The 2016 Q1 survey was conducted between 22 February 2016 and 11 March 2016.
- UK banks and building societies reported that their total funding volumes had increased significantly in the three months to mid-March 2016. Within the total, lenders reported that retail deposit funding had stayed unchanged, while ‘other’ funding, which includes wholesale debt funding and wholesale deposits, had increased significantly. Lenders expected total funding volumes to increase slightly in 2016 Q2.
- Spreads — relative to appropriate reference rates — on ‘other’ funding were reported to have increased in 2016 Q1, and were expected to increase again next quarter. Lenders reported that spreads on retail deposits had narrowed significantly, and expected them to be unchanged in 2016 Q2.
- Lenders reported that the supply of deposits from households had pushed up the volume of deposits raised slightly in 2016 Q1, but was expected to be unchanged in Q2. The supply of deposits from private non-financial corporations was unchanged in Q1, and was expected to be unchanged in Q2 also.
- The proportion of wholesale market funding accounted for by long-term instruments increased significantly in Q1, with regulatory drivers, as well as price and non-price terms, contributing to lenders’ demand for long-term wholesale funding.
The proportion of long-term instruments was anticipated to increase significantly once more in Q2.

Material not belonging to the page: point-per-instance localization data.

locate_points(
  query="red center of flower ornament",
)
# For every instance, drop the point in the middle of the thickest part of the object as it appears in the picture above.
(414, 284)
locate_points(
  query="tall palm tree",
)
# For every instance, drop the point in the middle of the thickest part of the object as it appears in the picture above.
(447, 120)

- Investor demand for wholesale debt fell significantly in 2016 Q1 for the first time since the survey began in 2012 Q4.
- Lenders reported that their total capital levels decreased in 2016 Q1, having increased in most quarters since the survey began. Capital levels are expected to remain unchanged in Q2. Lenders also reported that their average cost of capital increased significantly in 2016 Q1, but that was expected to decrease in Q2.

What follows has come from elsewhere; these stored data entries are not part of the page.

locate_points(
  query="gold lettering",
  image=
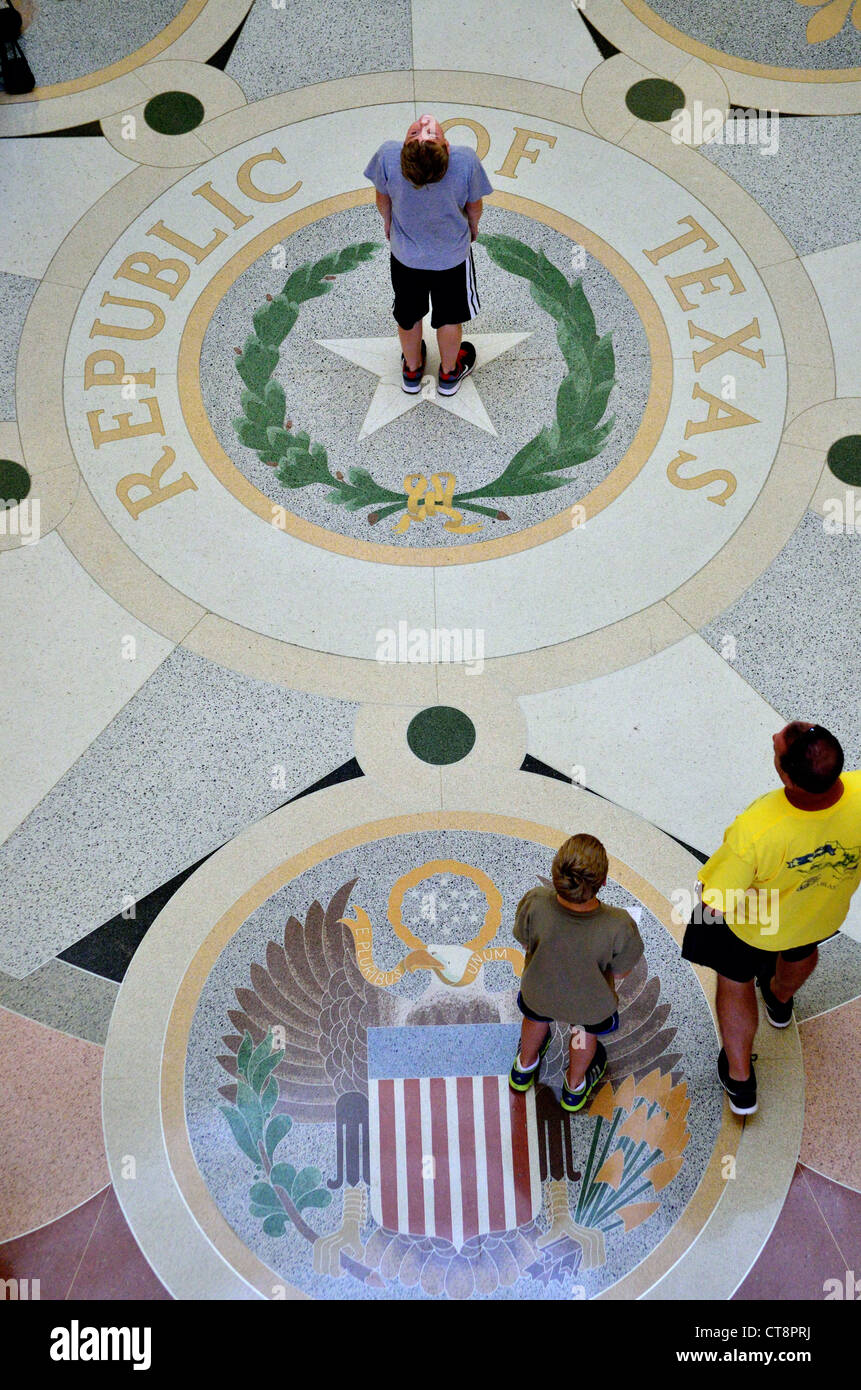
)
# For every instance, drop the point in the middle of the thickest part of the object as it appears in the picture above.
(116, 377)
(125, 430)
(155, 268)
(707, 278)
(519, 150)
(697, 234)
(701, 480)
(733, 344)
(114, 331)
(244, 180)
(153, 483)
(480, 132)
(182, 243)
(721, 414)
(221, 203)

- Having pushed up lenders’ demand for capital in previous quarters, regulatory drivers were not reported to have affected lenders’ demand for capital in Q1. Changes in balance sheet size pushed up lenders’ demand for capital significantly, while changes in riskiness of assets decreased demand.

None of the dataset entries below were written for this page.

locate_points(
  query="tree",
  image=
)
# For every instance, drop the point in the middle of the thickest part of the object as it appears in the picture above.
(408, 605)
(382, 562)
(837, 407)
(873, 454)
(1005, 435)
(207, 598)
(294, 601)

- Strategic decisions to change the mix of capital were reported to have pushed up the proportion of capital accounted for by Tier 1 and Tier 2 capital instruments, but market conditions, a changing economic outlook and, in particular, investor demand had pushed down.
- Lenders reported that the internal price charged to business units to fund the flow of new loans (the ‘transfer price’) increased in 2016 Q1, driven by significantly higher long-term wholesale funding spreads. Lenders reported that swaps or other reference rates had pushed ‘transfer prices’ downwards significantly. Lenders expected the ‘transfer price’ to be unchanged in 2016 Q2.